Both Niinisto and Haavisto were viewed as pro-EU in their stances and said that Finland should support bailouts for eurozone members.
"The result was a strong message that Finland is a strong, pro-EU country," Prime Minister Jyrki Katainen said Sunday.
Haavisto, a former environment minister who left government in 1999, has in recent years worked as an international envoy for the United Nations and the EU in several hotspots, including Darfur.
The soft-spoken 53-year-old welcomed that the presidential campaign had introduced "a new tone" in Finland and that "many youth had voted."
The openly gay Haavisto, who in 2002 registered his partnership with Antonio Flores from Ecuador, made a strong showing. Two weeks ago he secured a place in the runoff, defeating Centre Party veteran Paavo Vayrynen for second place behind Niinisto.
Haavisto's campaign managed to generate support from many informal groups and tapped in on Facebook and social media to channel support.
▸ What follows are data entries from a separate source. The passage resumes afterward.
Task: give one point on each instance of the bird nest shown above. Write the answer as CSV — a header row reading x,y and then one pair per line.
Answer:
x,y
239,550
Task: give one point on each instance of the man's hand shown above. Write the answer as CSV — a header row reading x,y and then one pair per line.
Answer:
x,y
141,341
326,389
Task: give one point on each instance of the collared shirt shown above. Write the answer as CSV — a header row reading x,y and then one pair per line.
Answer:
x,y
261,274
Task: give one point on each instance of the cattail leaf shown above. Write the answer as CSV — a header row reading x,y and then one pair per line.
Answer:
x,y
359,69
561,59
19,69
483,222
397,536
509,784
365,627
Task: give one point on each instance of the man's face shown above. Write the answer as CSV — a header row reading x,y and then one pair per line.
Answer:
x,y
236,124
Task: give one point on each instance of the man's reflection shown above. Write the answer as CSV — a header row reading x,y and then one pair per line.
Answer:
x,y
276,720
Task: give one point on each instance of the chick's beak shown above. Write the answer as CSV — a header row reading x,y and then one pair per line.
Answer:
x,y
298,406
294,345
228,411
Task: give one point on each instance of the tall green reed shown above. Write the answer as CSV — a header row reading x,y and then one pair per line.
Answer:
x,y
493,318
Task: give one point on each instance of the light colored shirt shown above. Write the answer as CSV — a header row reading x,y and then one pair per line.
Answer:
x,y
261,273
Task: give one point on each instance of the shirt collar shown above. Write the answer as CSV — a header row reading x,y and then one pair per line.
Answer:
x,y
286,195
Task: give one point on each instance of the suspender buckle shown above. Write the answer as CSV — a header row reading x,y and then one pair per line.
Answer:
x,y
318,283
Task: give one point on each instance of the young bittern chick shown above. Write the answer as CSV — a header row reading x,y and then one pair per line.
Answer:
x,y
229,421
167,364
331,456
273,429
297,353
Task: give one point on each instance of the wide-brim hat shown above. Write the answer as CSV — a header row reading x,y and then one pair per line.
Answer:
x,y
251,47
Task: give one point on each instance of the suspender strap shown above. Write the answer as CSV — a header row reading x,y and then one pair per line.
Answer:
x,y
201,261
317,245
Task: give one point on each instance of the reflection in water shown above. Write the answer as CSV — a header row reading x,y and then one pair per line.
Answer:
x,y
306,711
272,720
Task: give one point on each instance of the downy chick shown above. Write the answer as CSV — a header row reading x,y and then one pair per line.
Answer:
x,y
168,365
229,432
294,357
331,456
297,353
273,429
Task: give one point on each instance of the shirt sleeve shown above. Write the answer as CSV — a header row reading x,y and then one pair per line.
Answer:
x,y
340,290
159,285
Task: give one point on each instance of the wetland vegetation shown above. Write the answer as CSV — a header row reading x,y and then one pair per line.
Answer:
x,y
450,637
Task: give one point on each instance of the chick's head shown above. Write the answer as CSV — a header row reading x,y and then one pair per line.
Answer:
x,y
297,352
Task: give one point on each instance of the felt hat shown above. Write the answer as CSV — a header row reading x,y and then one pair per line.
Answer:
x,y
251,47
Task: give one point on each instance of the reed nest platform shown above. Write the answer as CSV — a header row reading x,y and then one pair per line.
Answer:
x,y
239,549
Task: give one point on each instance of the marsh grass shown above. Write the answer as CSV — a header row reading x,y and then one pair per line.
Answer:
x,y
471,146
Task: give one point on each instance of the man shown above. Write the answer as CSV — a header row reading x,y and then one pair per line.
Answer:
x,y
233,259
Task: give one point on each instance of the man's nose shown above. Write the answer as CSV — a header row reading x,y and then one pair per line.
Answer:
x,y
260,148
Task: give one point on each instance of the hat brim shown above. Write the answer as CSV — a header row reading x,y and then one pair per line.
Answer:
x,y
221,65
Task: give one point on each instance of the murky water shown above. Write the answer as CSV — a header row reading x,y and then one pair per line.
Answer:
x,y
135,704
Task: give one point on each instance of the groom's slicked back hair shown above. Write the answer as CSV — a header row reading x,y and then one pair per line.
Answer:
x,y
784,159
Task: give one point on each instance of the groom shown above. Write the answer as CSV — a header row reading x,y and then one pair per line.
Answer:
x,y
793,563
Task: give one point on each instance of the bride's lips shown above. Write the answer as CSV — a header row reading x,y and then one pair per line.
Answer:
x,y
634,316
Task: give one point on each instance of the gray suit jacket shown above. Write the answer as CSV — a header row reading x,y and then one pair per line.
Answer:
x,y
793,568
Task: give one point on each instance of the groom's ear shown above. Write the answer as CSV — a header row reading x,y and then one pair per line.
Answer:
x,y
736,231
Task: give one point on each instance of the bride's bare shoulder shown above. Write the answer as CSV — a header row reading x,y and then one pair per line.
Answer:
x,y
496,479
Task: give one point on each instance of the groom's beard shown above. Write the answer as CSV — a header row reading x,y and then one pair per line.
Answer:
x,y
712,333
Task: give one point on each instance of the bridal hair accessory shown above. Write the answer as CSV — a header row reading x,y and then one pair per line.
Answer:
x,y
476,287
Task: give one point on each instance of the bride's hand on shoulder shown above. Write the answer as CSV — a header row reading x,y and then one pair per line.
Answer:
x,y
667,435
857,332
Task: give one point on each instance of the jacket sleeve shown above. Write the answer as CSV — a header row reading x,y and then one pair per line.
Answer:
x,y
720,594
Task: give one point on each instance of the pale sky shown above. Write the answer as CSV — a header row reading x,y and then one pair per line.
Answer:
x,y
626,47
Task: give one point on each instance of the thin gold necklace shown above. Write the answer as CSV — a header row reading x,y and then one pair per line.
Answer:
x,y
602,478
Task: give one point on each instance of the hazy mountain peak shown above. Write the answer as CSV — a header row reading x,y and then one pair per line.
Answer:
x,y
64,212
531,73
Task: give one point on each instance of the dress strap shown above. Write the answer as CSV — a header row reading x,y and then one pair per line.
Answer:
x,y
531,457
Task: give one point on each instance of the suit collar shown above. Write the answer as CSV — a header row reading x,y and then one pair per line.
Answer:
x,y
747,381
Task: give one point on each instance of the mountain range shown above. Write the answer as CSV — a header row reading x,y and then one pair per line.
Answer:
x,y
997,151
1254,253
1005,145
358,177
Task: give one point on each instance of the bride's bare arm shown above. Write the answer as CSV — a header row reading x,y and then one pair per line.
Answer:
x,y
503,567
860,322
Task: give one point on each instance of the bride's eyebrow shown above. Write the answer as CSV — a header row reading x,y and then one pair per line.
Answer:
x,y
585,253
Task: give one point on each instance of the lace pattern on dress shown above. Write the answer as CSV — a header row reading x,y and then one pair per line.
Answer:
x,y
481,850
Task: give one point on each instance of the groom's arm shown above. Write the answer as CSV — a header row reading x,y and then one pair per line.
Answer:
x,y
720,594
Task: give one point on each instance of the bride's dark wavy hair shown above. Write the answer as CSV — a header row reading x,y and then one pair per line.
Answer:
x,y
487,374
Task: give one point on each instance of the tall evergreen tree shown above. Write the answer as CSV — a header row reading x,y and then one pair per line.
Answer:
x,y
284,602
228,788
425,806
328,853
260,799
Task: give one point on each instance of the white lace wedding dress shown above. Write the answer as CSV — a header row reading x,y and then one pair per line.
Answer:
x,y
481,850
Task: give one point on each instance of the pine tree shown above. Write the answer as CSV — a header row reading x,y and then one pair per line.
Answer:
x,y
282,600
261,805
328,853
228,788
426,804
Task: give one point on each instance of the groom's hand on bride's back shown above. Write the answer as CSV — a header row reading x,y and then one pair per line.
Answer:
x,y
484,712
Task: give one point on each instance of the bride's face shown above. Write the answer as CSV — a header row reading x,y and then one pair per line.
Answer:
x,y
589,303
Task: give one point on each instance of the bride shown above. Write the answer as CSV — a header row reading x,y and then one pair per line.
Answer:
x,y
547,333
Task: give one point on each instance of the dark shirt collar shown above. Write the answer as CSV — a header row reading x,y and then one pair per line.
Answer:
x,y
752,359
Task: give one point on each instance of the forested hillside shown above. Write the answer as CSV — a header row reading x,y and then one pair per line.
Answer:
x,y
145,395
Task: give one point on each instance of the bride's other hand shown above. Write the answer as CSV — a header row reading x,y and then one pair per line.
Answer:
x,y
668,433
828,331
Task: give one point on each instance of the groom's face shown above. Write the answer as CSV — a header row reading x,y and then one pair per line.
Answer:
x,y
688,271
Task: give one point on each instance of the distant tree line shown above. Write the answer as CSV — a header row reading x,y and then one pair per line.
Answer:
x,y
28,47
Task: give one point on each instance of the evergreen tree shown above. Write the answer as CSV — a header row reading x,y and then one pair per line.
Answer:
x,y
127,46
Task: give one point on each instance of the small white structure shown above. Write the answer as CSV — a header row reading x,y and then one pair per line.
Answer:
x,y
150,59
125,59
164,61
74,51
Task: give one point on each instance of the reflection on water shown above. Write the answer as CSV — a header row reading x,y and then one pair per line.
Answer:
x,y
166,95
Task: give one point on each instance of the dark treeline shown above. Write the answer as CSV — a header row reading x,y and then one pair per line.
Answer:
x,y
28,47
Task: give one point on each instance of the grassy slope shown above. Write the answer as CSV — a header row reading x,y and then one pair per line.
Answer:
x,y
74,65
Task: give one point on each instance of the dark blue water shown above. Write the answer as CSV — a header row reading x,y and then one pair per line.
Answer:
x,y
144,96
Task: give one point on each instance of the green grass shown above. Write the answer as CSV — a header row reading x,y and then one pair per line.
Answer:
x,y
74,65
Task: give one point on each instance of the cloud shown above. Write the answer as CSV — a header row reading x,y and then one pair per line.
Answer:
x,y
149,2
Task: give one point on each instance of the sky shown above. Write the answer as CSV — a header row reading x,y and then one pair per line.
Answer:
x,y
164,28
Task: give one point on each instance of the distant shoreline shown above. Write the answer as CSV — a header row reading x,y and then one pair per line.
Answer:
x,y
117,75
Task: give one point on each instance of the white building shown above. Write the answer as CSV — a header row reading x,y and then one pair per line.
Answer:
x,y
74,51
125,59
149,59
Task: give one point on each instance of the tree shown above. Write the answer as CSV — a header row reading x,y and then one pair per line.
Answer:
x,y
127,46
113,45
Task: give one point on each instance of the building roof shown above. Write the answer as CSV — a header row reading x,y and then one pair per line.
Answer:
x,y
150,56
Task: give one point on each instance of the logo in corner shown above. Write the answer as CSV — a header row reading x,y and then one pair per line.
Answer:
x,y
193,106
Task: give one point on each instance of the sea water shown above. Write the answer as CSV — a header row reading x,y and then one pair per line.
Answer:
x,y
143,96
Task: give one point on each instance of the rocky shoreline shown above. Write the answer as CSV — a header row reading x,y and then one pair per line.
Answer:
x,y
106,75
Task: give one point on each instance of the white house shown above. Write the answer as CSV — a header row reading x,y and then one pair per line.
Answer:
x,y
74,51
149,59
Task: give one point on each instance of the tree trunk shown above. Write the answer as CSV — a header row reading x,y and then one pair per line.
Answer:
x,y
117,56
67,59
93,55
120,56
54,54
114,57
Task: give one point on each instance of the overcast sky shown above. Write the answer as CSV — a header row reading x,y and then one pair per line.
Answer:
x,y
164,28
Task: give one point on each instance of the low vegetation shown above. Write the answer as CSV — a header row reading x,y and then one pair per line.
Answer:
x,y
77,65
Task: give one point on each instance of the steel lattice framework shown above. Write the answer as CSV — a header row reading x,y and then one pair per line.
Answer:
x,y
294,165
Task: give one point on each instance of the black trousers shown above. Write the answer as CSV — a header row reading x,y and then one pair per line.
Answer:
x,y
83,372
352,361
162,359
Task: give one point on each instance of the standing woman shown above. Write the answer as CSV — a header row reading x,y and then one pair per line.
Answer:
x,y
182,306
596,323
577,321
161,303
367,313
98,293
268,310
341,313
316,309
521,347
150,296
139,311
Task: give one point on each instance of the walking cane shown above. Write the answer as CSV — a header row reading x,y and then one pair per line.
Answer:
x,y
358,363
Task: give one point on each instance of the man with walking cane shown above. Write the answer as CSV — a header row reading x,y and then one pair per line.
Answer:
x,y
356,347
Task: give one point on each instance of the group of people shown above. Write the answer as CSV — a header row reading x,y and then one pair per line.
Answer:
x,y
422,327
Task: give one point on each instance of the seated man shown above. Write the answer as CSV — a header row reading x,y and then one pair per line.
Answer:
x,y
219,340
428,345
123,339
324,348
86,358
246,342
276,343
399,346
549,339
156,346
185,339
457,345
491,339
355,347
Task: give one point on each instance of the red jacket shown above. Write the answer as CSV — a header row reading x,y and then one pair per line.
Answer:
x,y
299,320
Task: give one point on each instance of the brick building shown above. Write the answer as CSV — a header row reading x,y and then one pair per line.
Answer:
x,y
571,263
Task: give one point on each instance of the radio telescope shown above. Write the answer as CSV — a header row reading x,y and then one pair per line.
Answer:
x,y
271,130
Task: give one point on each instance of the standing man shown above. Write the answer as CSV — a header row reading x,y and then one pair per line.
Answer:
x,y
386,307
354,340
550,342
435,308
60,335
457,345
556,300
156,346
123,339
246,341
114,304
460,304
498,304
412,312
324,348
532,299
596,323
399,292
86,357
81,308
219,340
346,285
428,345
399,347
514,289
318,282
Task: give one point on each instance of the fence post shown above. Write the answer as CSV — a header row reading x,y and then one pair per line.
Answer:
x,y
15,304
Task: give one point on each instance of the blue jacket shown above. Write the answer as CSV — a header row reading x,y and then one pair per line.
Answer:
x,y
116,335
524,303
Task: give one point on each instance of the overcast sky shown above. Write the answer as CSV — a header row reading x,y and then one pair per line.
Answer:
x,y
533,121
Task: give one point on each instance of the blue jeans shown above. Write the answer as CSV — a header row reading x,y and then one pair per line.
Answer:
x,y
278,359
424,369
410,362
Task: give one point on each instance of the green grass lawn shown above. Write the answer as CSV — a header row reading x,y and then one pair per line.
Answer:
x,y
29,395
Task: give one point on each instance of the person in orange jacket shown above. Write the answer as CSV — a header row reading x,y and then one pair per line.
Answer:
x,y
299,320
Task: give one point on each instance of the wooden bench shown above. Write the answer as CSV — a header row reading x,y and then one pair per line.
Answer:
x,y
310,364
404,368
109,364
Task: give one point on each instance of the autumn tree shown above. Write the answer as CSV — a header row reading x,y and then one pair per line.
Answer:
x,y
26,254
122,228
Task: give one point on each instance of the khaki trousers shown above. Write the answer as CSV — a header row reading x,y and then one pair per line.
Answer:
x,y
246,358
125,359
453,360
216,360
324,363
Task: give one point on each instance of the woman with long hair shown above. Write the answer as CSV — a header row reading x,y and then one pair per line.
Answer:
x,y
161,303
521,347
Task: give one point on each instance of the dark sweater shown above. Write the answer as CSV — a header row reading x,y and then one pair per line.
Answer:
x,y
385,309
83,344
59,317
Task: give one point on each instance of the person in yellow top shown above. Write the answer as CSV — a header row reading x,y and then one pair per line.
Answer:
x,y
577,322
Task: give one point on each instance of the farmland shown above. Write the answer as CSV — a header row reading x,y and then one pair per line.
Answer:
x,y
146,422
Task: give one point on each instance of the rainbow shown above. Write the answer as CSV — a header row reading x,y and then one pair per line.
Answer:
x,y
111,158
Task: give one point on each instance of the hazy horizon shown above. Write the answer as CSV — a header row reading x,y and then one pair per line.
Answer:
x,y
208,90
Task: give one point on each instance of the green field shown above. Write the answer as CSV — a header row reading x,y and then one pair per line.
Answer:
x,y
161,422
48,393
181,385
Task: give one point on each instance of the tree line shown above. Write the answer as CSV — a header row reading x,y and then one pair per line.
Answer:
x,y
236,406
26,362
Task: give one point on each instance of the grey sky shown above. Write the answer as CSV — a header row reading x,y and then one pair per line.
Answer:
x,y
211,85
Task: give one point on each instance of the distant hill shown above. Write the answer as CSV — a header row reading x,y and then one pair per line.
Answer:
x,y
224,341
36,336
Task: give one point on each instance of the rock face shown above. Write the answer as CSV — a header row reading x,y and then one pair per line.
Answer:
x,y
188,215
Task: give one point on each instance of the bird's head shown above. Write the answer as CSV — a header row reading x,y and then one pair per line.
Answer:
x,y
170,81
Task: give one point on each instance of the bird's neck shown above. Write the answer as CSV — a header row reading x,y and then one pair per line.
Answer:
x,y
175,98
Turnout was 69 per cent, compared to 77.2 per cent in the 2006 runoff. Sunday was another cold winter day in the country. Overnight temperatures dropped to new lows in several locations in eastern and northern Finland. The season's coldest temperature - minus 40.7 degrees - was registered in Naruska in Salla, eastern Lapland.
Another explanation for the lower turnout was that euro-sceptic voters abstained, analysts said.
For the first time in 30 years the country will have a president who was not endorsed by the Social Democrats.
About 4.4 million voters were eligible to vote. The Justice Ministry's election unit said 36 per cent of the voters had cast their ballots in advance voting.